John Zorn Sulla velocità “Panta” pag. 389
Gli effetti di tale centrifuga sonora sono piuttosto evidenti sia in “Scum” che in “Torture Garden”. L’ascoltatore è costretto sia a un forte lavoro di concentrazione sia a rimanere come in sospeso in attesa dell’immediato, successivo e inevitabile noise di accompagnamento. In “Torture Garden” il processo di frammentazione viene accelerato al massimo: c’è anche un riferimento preciso nei titoli e nelle immagini allo splatter, vi bastino solo alcuni titoli: Thrash Jazz Assassin, Blood Duster, Shangkuan Ling-Feng, Perfume of a Critic’s Burning, Blunt Instrument, Sack of Shit, New Jersey Scum Swamp, Cairo Chop Shop, Victims of Torture e Fuck the Facts. La centrifuga di “Torture Garden”, massima esemplificazione di un mezzo oltre al quale non era possibile spingersi, permette di evidenziare un altro importante aspetto dei suoi meccanismi di composizione/montaggio: la velocità e la capacità di compressione delle informazioni. John Zorn esonera così l’ascoltatore da un’interpretazione rigorosa, gli sottrae gli strumenti per farlo. Avulso com’è da ogni schema, crea egli stesso la propria tradizione, disconnettendo e riconnettendo gli elementi in modo da creare qualcosa di nuovo mantenendo in vita la musica. Scherzando Zorn afferma che la sua è una musica adatta per persone impazienti, in quanto affollata da un alto numero di informazioni che cambiano molto velocemente: se arriva a qualche cosa non piace, basta aspettare dieci secondi così finché si trasforma in qualche cosa d’altro.
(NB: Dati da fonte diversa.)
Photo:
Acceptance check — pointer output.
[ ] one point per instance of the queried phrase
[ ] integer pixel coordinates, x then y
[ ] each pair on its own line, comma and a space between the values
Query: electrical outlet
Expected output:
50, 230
Ma la velocità in Zorn è qualcosa di più, rappresenta una forza aggregante, centrifuga con la quale riesce meglio a unire tra loro i suoi blocchi di suono, facendo in modo che le sonorità “sporgenti” favoriscano l’incastro tra le schede d’archiviazione in cui annota i suoi pezzi. Ma c’è dell’altro per Zorn la velocità è una chiave di lettura, una parafrasi della nostra società, del nostro mondo: “Still, you’ve got to realize that speed is taking over the world. Look at the kids growing up with computers and video games-which are ten times faster than the pinball machines we used to play. There’s an essential something that young musicians have, something you can lose touch with as you get older. I love bands like Husker Du, Metallica, Black Flag, Die Kreuzen. Speed bands, thrash bands … it’s a whole new way of thinking, of living. And we’ve got to keep up with it. I’ll probably die trying.”
“Scum” e “Torture Garden” hanno saputo anticipare il movimento accelerazionismo di Mark Fisher, Nick Srnicek e Alex Williams, lasciando però una speranza fatta di rabbia, desiderio e velocità.